Kleinmann Family Foundation
Eleventh Annual Cégep Holocaust Symposium

1939 Canada - European Community - Holocaust
William Lyon Mackenzie King
"None is Too Many," Canadian Jewish Congress, Archives

Canada was the last country to reject the plea of the St. Louis ship,
before it was sent back to Germany with all its desperate passengers.

Photo courtesy of the ushmm.org website

On May 15, 1939, nine hundred and seven desperate German Jews set sail from Hamburg on a luxury liner, the St. Louis.

They had been stripped of their possesions, hounded first out of their homes and businesses and now their country.

Their most prized possession was the entrance visa to Cuba each carried on board.

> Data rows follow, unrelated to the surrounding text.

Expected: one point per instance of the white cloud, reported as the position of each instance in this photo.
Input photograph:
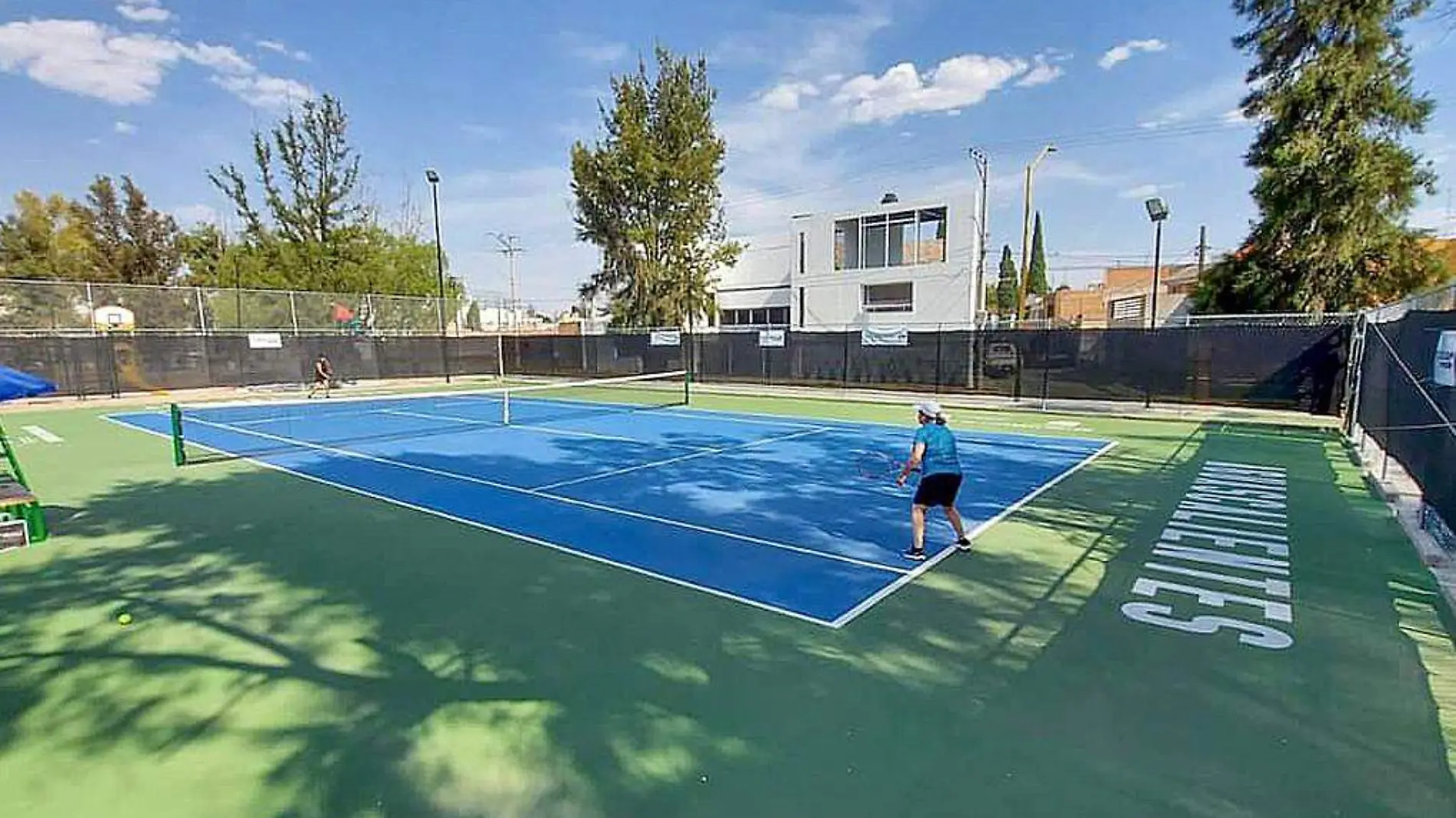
(277, 47)
(1123, 53)
(1145, 191)
(220, 57)
(264, 90)
(959, 82)
(87, 58)
(1041, 73)
(127, 69)
(786, 97)
(143, 11)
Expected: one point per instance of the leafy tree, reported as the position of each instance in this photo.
(108, 231)
(648, 195)
(1006, 284)
(45, 237)
(152, 239)
(1037, 273)
(309, 174)
(1333, 87)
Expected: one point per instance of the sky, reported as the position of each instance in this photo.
(825, 103)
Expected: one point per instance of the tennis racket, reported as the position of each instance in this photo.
(877, 466)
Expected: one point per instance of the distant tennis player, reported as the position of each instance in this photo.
(933, 454)
(322, 376)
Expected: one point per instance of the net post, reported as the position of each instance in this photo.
(178, 446)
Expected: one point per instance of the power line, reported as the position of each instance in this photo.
(1090, 139)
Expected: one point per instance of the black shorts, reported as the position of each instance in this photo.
(938, 489)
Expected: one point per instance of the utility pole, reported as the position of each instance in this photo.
(1025, 232)
(1203, 248)
(510, 248)
(979, 286)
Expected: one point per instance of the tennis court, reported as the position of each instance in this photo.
(618, 598)
(771, 511)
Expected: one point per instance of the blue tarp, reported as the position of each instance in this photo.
(15, 384)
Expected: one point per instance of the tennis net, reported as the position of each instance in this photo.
(231, 430)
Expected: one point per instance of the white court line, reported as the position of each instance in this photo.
(972, 535)
(1043, 441)
(43, 434)
(533, 427)
(699, 453)
(507, 533)
(556, 498)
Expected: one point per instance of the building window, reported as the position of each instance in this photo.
(899, 239)
(874, 244)
(902, 239)
(888, 297)
(756, 316)
(846, 244)
(931, 234)
(1126, 309)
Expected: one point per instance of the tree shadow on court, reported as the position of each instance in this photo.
(379, 661)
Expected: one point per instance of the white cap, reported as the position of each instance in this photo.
(930, 409)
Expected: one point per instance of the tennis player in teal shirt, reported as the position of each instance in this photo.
(935, 456)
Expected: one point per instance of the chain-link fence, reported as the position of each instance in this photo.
(1281, 367)
(1405, 398)
(29, 307)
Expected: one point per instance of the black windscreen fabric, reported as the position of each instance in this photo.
(1271, 367)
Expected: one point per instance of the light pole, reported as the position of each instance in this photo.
(1156, 213)
(440, 271)
(983, 229)
(1025, 231)
(510, 248)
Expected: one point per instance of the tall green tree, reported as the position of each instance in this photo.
(1331, 87)
(648, 195)
(108, 231)
(1006, 284)
(1037, 273)
(307, 174)
(45, 237)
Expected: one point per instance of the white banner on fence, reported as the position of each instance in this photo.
(666, 338)
(1445, 371)
(884, 336)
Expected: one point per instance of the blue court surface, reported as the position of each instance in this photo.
(765, 510)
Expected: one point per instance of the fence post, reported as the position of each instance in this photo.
(90, 309)
(1046, 365)
(940, 335)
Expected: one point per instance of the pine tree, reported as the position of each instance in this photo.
(1037, 274)
(648, 195)
(1333, 87)
(1006, 284)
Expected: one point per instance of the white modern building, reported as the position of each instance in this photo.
(894, 265)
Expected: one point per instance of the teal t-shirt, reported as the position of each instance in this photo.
(940, 450)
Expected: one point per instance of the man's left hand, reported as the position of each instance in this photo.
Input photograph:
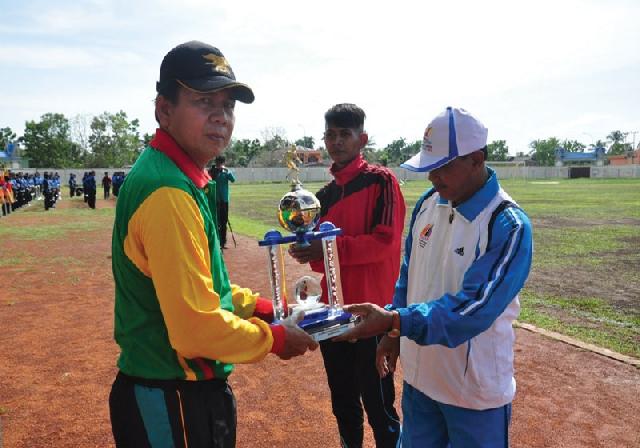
(375, 321)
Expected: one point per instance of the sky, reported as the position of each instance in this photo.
(528, 70)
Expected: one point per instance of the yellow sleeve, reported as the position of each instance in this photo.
(244, 301)
(167, 242)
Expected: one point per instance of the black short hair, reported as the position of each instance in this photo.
(169, 91)
(345, 115)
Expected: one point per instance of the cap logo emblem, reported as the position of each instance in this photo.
(219, 63)
(425, 234)
(427, 145)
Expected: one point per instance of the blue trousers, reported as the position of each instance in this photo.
(430, 424)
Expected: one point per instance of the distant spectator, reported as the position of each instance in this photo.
(106, 185)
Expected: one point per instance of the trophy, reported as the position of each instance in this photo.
(299, 212)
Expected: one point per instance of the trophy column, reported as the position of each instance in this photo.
(332, 269)
(277, 277)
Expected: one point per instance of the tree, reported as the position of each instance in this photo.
(306, 142)
(544, 151)
(6, 136)
(272, 150)
(48, 143)
(497, 151)
(242, 152)
(114, 141)
(398, 151)
(618, 145)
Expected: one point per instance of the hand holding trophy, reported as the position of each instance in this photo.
(298, 213)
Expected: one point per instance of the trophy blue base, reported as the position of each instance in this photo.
(320, 325)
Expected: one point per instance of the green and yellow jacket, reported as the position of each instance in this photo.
(176, 314)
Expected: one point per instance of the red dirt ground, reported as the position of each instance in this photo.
(57, 362)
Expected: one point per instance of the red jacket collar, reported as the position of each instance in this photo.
(350, 171)
(164, 143)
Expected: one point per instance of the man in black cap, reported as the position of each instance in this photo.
(179, 322)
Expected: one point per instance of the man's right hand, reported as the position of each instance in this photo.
(296, 341)
(387, 355)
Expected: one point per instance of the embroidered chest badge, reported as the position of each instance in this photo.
(425, 234)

When they reached Havana on May 30, however, the Cuban government refused to recognize their entrance visas. None of the passengers were allowed to disembark. Argentina, Uruguay, Paraguay and Panama were approached in vain, by various Jewish organizations. Within two days all the countries of Latin America had rejected entreaties to allow these Jews to land, and on June 2 the St. Louis was forced to leave Havana harbour. The last hope was Canada or the United States, and the latter, not bothering to reply to an appeal, sent a gunboat to shadow the ship as it made its way north.

In Canada, Prime Minister Mackenzie King felt, that this was not a "Canadian problem," ignoring the pleas of many influential Canadians. Frederick Charles Blair, director of the Immigration Branch of the Department of Mines and Resources said, "No country, could open its doors wide enough to take in the hundreds of thousands Jewish peolpe who want to leave Europe: the line must be drawn somewhere.

Of the more than eight hundred thousand Jews seeking refuge from the Third Reich in the years 1933-39 Canada admitted approximately four thousand.

The voyagers' last flickering hope extinguished and the Jews of the st. Louis headed back to Europe, where many would die in the gas chambers and crematoria of the Third reich.

(The St. Louis was a steamship whose passengers were Jewish refugees fleeing the horrors of pre-war Europe. It left Europe in the spring of 1939 destined for Cuba. Only 22 of the 1, 128 refugees were allowed to disembark. No country, including Canada and the United States, opened their doors to the refugees. The ship finally returned to Hamburg. Few of the passengers survived the war years.)